California could soon reverse its anti-LGBTQ travel ban
The state banned publicly funded travel to 26 states with discriminatory laws.
SACRAMENTO, Calif. — California turned its back on red states that passed anti-LGBTQ laws. Now, lawmakers appear ready to try the opposite approach.
Legislators are on the verge of repealing a law that bans publicly funded travel to states that enacted laws discriminating against LGBTQ people, restrictions many have come to view as counter-productive.
The no-travel list has grown to include 26 states and has kept university researchers, elected officials and state workers from visiting more than half of the country on state-funded visits.
A measure by state Sen. Toni Atkins, a San Diego Democrat in her final year as Senate leader, is expected to pass in the final days of the Legislature’s 2023 session. Her bill would repeal the travel prohibition and replace it with an outreach campaign that would bring pro-LGBTQ messages to television screens and highway billboards in red states.
Atkins, the first openly gay leader of the state Senate, echoes a growing number of critics who feel that the travel ban is causing unintended economic consequences and preventing the exchange of ideas that could help combat anti-LGBTQ bigotry.
“States were continually being added,” Atkins said. “How long do you sustain something like that?”
Rather than penalize states for their discriminatory laws, she wants to reach out to educate the public in those states about inclusivity and the contributions of LGBTQ people. Atkins released a video, which includes interviews with trans children and their parents, as an example of what the campaign would entail.
Democrats in the Legislature created the travel ban in 2016, after North Carolina passed a “bathroom bill” that prohibited transgender people from using the public restroom of their gender identity (that law was overturned in the courts).

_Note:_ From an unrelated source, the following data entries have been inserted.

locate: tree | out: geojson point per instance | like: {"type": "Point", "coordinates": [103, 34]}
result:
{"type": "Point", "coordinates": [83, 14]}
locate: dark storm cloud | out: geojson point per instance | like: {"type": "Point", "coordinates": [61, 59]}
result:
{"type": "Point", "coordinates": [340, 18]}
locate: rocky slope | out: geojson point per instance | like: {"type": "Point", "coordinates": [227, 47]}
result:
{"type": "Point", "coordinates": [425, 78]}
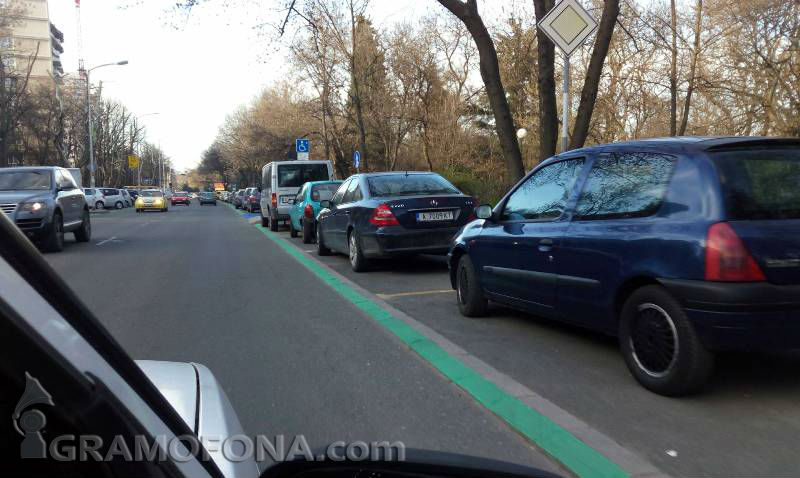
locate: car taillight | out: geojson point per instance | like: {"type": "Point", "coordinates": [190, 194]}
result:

California’s ban prohibits official travel to states that allow discrimination on the “basis of gender identity or sexual orientation.”

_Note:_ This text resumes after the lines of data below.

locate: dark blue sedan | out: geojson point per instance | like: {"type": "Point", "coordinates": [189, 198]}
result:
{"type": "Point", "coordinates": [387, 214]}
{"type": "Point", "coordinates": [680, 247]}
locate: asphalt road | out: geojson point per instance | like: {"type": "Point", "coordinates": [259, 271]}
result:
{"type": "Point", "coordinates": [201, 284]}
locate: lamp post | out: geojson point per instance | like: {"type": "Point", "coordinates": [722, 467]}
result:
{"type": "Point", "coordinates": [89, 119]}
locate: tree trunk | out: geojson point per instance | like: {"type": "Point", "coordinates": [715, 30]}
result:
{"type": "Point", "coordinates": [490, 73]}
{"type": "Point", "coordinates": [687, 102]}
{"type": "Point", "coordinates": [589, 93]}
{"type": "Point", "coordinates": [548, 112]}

The law initially applied to a handful of states. But the list has grown as conservatives pass laws restricting gender-affirming health care for transgender people, banning young people from playing on sports teams and targeting the community more broadly. More than 560 anti-trans measures have been introduced nationwide this year.
Assemblymember Evan Low, a Democrat from Silicon Valley who carried the 2016 bill that created the travel ban, could be the bill’s most significant hurdle. Low said he’s “very conflicted” about funding travel to states where LGBTQ people could be denied public accommodations or harmed if they are trans and need medical care.
“This is not just about some political statement,” he said.
Republicans also oppose the bill because of the cost of the outreach program, $583,000 per year, to influence laws in other states. Aktins says much of the effort would be privately funded.
Atkins said the restrictions yielded some early successes, in the sense that it encouraged the NCAA and music artists to pull events from states like North Carolina, and it helped sound an alarm about the resurgent anti-LGBTQ movement in America.
But as the effectiveness of the ban has increasingly come into question, Atkins said she’s reflected more on her own life and how the policy might impact LGBTQ young people.
Atkins grew up in rural southwestern Virginia, in a conservative community where her parents were devout Pentecostals. She said she saw almost no positive depictions of lesbians or LGBTQ people growing up.
She said she worries the travel bans send the wrong message to young people who come from a similar background: “That wouldn’t have made the 17-year-old Toni Atkins feel OK — ‘California doesn’t want to come here, they think we’re backwards people.’”
Atkins said her proposal was inspired by Dolly Parton, the country star who hails from a similar rural background and preaches kindness. The senator said the effort also takes a page from the words of the late Harvey Milk, the first openly gay man elected to public office in California, who was assassinated in 1978.
“He hit it just right, ‘You’ve got to give them hope,’” Atkins said. “You’ve got to give those kids hope.”